MLB statistics (through 2024 season)
- Batting average: .236
- Home runs: 5
- Runs batted in: 15
- Stats at Baseball Reference

Teams
- Oakland Athletics (2024);

= Kyle McCann =

American baseball player (born 1997)

Kyle Joseph McCann (born December 2, 1997) is an American professional baseball catcher and first baseman who is a free agent. He has previously played in Major League Baseball (MLB) for the Oakland Athletics. He was drafted in the fourth round of the 2019 MLB draft by Oakland after three seasons at Georgia Tech. Following his junior season, Baseball America named him a second team All-American as a designated hitter.
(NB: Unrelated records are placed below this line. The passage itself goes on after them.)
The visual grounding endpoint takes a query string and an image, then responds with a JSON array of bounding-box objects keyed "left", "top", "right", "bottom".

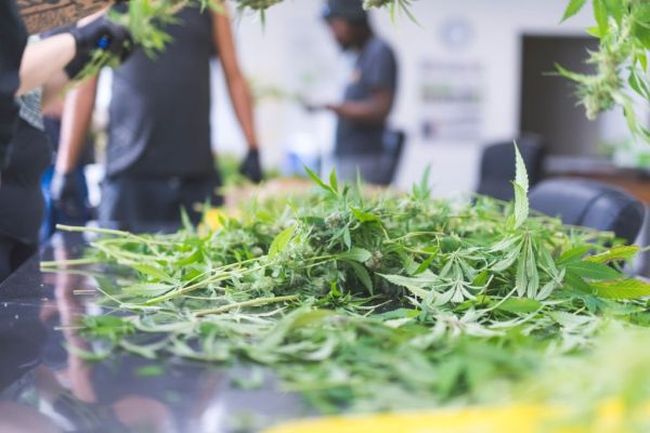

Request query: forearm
[
  {"left": 15, "top": 0, "right": 111, "bottom": 34},
  {"left": 17, "top": 33, "right": 75, "bottom": 95},
  {"left": 56, "top": 78, "right": 97, "bottom": 173},
  {"left": 228, "top": 75, "right": 258, "bottom": 149},
  {"left": 42, "top": 71, "right": 70, "bottom": 109}
]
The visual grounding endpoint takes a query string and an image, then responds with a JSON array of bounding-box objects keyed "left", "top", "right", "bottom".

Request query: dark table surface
[{"left": 0, "top": 235, "right": 307, "bottom": 433}]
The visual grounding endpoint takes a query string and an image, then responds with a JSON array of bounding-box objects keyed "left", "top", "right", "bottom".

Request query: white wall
[{"left": 209, "top": 0, "right": 591, "bottom": 195}]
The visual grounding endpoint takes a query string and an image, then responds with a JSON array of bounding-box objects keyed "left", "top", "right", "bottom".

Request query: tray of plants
[{"left": 35, "top": 145, "right": 650, "bottom": 432}]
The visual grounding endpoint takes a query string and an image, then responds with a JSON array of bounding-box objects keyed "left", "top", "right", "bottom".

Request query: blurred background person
[
  {"left": 40, "top": 95, "right": 94, "bottom": 242},
  {"left": 52, "top": 1, "right": 262, "bottom": 230},
  {"left": 0, "top": 4, "right": 130, "bottom": 282},
  {"left": 323, "top": 0, "right": 398, "bottom": 183}
]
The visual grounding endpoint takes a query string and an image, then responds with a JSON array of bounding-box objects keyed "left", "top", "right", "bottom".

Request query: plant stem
[{"left": 194, "top": 295, "right": 298, "bottom": 317}]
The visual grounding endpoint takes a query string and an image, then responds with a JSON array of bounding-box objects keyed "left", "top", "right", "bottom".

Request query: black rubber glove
[
  {"left": 65, "top": 5, "right": 133, "bottom": 78},
  {"left": 50, "top": 172, "right": 84, "bottom": 219},
  {"left": 239, "top": 149, "right": 262, "bottom": 183}
]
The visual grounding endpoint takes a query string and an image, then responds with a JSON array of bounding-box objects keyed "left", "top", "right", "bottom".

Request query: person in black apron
[
  {"left": 323, "top": 0, "right": 398, "bottom": 183},
  {"left": 52, "top": 7, "right": 262, "bottom": 231},
  {"left": 0, "top": 0, "right": 128, "bottom": 282}
]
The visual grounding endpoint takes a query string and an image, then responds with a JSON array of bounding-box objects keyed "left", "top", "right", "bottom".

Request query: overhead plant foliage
[
  {"left": 44, "top": 144, "right": 650, "bottom": 412},
  {"left": 558, "top": 0, "right": 650, "bottom": 143},
  {"left": 72, "top": 0, "right": 413, "bottom": 80}
]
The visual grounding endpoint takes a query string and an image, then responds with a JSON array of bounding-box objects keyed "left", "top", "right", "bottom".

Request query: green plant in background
[
  {"left": 558, "top": 0, "right": 650, "bottom": 142},
  {"left": 44, "top": 144, "right": 650, "bottom": 412}
]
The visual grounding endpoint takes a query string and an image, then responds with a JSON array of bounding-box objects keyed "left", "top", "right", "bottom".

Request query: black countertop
[{"left": 0, "top": 235, "right": 307, "bottom": 433}]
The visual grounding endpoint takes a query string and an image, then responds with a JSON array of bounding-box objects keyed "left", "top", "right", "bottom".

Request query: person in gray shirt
[{"left": 323, "top": 0, "right": 398, "bottom": 183}]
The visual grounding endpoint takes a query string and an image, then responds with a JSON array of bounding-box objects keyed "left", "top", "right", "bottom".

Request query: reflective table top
[{"left": 0, "top": 235, "right": 308, "bottom": 433}]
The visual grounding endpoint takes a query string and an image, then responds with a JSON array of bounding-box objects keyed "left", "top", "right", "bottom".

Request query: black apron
[
  {"left": 0, "top": 119, "right": 52, "bottom": 245},
  {"left": 107, "top": 8, "right": 215, "bottom": 180},
  {"left": 0, "top": 0, "right": 27, "bottom": 165},
  {"left": 99, "top": 8, "right": 221, "bottom": 231}
]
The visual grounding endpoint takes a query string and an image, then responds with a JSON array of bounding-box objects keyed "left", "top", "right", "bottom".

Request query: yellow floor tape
[{"left": 265, "top": 402, "right": 650, "bottom": 433}]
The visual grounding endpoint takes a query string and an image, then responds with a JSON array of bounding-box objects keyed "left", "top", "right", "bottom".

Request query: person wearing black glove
[
  {"left": 50, "top": 172, "right": 87, "bottom": 224},
  {"left": 239, "top": 147, "right": 263, "bottom": 183},
  {"left": 0, "top": 5, "right": 133, "bottom": 282},
  {"left": 65, "top": 3, "right": 134, "bottom": 79},
  {"left": 55, "top": 1, "right": 262, "bottom": 231}
]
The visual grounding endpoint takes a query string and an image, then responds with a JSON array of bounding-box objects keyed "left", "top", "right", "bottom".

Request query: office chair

He was also named all-ACC first team catcher.

==Amateur career==
McCann attended Lambert High School in Suwanee, Georgia, and Georgia Institute of Technology. He played college baseball for the Georgia Tech Yellow Jackets from 2017 through 2019. During his first two seasons at Georgia Tech, he played first base as Joey Bart was already established at catcher. Following his sophomore season, he was named to the all-ACC third team. Following the 2018 season, he played collegiate summer baseball for the Chatham Anglers in the Cape Cod Baseball League. For the 2019 season, he moved to catcher was subsequently named to the all-ACC first team and a second-team All-American by Baseball America. He was also one of three finalists for the Buster Posey Award, which honors best catcher in NCAA Division I.

==Professional career==
===Oakland Athletics===
====Minor leagues====
The Oakland Athletics selected McCann in the fourth round of the 2019 Major League Baseball draft. After he signed, the Athletics assigned him to Vermont Lake Monsters. Appearing in 55 games, McCann hit only .192. In five games with the Arizona Complex League Athletics, he hit two home runs with .400 average. Following the cancellation of the 2020 minor league season due to the COVID-19 pandemic, McCann was named to the A's 60 player training pool.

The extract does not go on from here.